Ergonomie und Alltag: Sitzposition, Windschutz und Komfort
Ein großer Unterschied liegt in der Ergonomie. Die Yamaha XSR 900 GP ist eher auf eine sportlichere Haltung ausgelegt. Das ist ideal, wenn das Motorrad vor allem für Fahrspaß gedacht ist und man die Position als „aktiv“ empfindet. Für kurze bis mittlere Strecken ist das oft genau richtig.
Die Suzuki V-Strom 800 DE bietet eine aufrechtere Sitzposition und wirkt dadurch entspannter, besonders wenn die Tour länger dauert. Auch der Windschutz und die Gesamtabstimmung sind eher auf „Tourbetrieb“ ausgelegt. Das macht einen spürbaren Unterschied, wenn man nicht nur 30 Minuten fährt, sondern mehrere Stunden.

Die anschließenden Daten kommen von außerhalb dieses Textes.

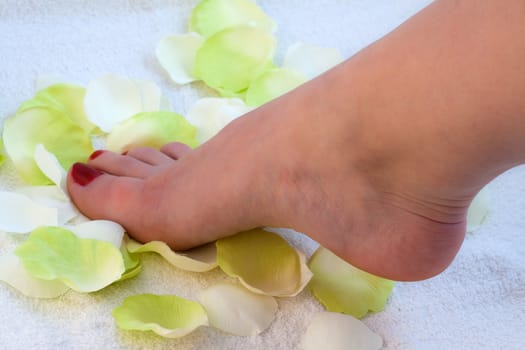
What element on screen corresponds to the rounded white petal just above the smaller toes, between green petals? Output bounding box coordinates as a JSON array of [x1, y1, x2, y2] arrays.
[[84, 74, 143, 132]]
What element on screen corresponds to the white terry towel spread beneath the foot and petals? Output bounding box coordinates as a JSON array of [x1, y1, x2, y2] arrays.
[[0, 0, 525, 349]]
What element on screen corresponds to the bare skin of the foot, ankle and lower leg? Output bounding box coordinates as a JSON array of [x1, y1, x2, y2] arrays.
[[68, 0, 525, 280]]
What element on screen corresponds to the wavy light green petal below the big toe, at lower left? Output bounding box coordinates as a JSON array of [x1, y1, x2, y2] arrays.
[[15, 227, 124, 292]]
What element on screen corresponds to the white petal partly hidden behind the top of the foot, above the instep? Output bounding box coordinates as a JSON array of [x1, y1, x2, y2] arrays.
[[186, 97, 252, 144]]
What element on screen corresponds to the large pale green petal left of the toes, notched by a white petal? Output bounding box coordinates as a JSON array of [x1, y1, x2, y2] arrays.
[[3, 107, 93, 185]]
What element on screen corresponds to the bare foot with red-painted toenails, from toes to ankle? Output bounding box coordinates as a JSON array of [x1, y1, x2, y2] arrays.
[[68, 60, 475, 280]]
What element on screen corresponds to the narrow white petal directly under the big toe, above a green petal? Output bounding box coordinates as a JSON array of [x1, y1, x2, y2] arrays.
[[66, 220, 124, 249]]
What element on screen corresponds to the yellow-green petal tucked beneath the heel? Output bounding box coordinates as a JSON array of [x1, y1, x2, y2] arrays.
[[308, 247, 394, 318]]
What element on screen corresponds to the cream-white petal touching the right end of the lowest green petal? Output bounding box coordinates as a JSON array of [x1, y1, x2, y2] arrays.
[[198, 284, 277, 336]]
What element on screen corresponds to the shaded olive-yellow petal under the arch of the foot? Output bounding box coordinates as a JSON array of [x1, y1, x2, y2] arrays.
[[216, 229, 302, 296]]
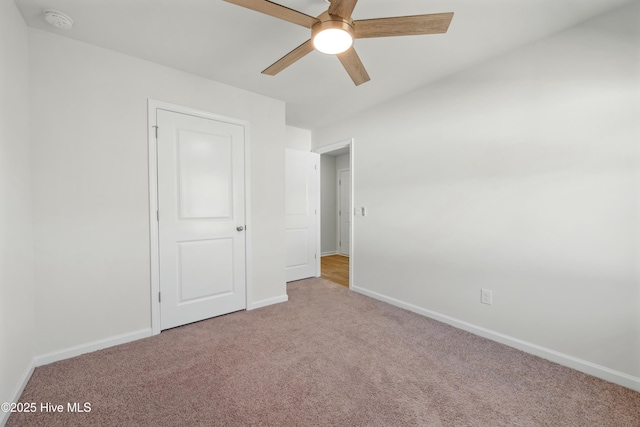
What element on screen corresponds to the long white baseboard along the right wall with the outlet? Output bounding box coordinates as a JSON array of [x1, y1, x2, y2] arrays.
[[351, 286, 640, 392]]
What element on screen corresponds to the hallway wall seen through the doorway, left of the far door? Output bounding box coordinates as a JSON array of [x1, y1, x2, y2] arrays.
[[320, 154, 338, 255]]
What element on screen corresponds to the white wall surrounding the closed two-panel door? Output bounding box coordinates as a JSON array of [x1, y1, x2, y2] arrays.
[[29, 29, 286, 355]]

Stärken und Schwächen im Komfortvergleich
- Yamaha XSR 900 GP: Stärken: sportliche Sitzhaltung, direkter Kontakt zur Fahrdynamik. Schwäche: für sehr lange Strecken kann die aktivere Haltung anstrengender wirken.
- Suzuki V-Strom 800 DE: Stärken: entspannteres Handling über längere Zeit, tourenfreundliche Ergonomie. Schwäche: weniger „Naked-Agilität“ im Sinne von maximaler Direktheit.
Ausstattung und Praxis: Was man wirklich merkt
In der Praxis entscheidet nicht nur der Motor, sondern auch die Ausstattung. Bei der Yamaha XSR 900 GP steht der Charakter im Vordergrund: Sie wirkt wie ein Motorrad, das man gern fährt, weil es Spaß macht und optisch stark überzeugt. Das Konzept zielt auf ein Motorrad-Erlebnis ab, das sich schnell „richtig“ anfühlt.
Die Suzuki V-Strom 800 DE ist stärker auf den Einsatz über verschiedene Situationen hinweg ausgelegt. Wer regelmäßig unterwegs ist, wird die Reiseorientierung und die Alltagstauglichkeit besonders zu schätzen wissen. Dazu gehört auch die Art, wie das Motorrad mit unterschiedlichen Geschwindigkeiten und Streckenprofilen umgeht.
Für wen lohnt sich welches Motorrad?
Der Vergleich lässt sich am besten über den eigenen Fahrstil entscheiden. Die Yamaha XSR 900 GP ist die Wahl, wenn der Fokus auf Fahrspaß, sportlicherem Handling und einem Motorrad liegt, das sich wie ein „Statement“ anfühlt. Sie passt besonders gut zu Fahrten, bei denen Kurven, Beschleunigung und ein direktes Feedback im Vordergrund stehen.
Die Suzuki V-Strom 800 DE ist die bessere Option, wenn das Motorrad vor allem als Allrounder funktionieren soll: für Alltag, längere Touren und wechselnde Bedingungen. Wer gern entspannt unterwegs ist, dabei aber nicht auf Dynamik verzichten möchte, findet in der V-Strom 800 DE einen sehr stimmigen Begleiter.
Typische Entscheidungsszenarien
- Mehr Stadt & Landstraße, mehr Kurven: eher Yamaha XSR 900 GP.
- Mehr Touren, längere Strecken, wechselnde Straßen: eher Suzuki V-Strom 800 DE.
- Ein Motorrad für alles: häufig wird die Suzuki als Reise-Allrounder die größere Bandbreite abdecken.
- Ein Motorrad, das sich sportlich anfühlt: häufig ist die Yamaha die emotionalere Wahl.
Fazit:
Die Yamaha XSR 900 GP ist die richtige Wahl, wenn der Schwerpunkt auf unmittelbarem Fahrspaß, sportlicherem Handling und einem Motorrad liegt, das sich dynamisch und direkt anfühlt. Sie macht besonders dann Freude, wenn kürzere bis mittlere Strecken im Vordergrund stehen und das Fahren selbst im Mittelpunkt steht. Wer dagegen vor allem ein vielseitiges Motorrad sucht, das längere Touren komfortabel macht und auch bei wechselnden Bedingungen souverän bleibt, trifft mit der Suzuki V-Strom 800 DE die passendere Entscheidung. Die V-Strom wirkt als Reise-Allrounder stimmiger, weil Ergonomie, Stabilität und das tourenorientierte Gesamtkonzept die Belastung über Zeit reduzieren. Kurz gesagt: Yamaha für den sportlich-emotionalen Fokus, Suzuki für den alltagstauglichen Langstrecken-Charakter.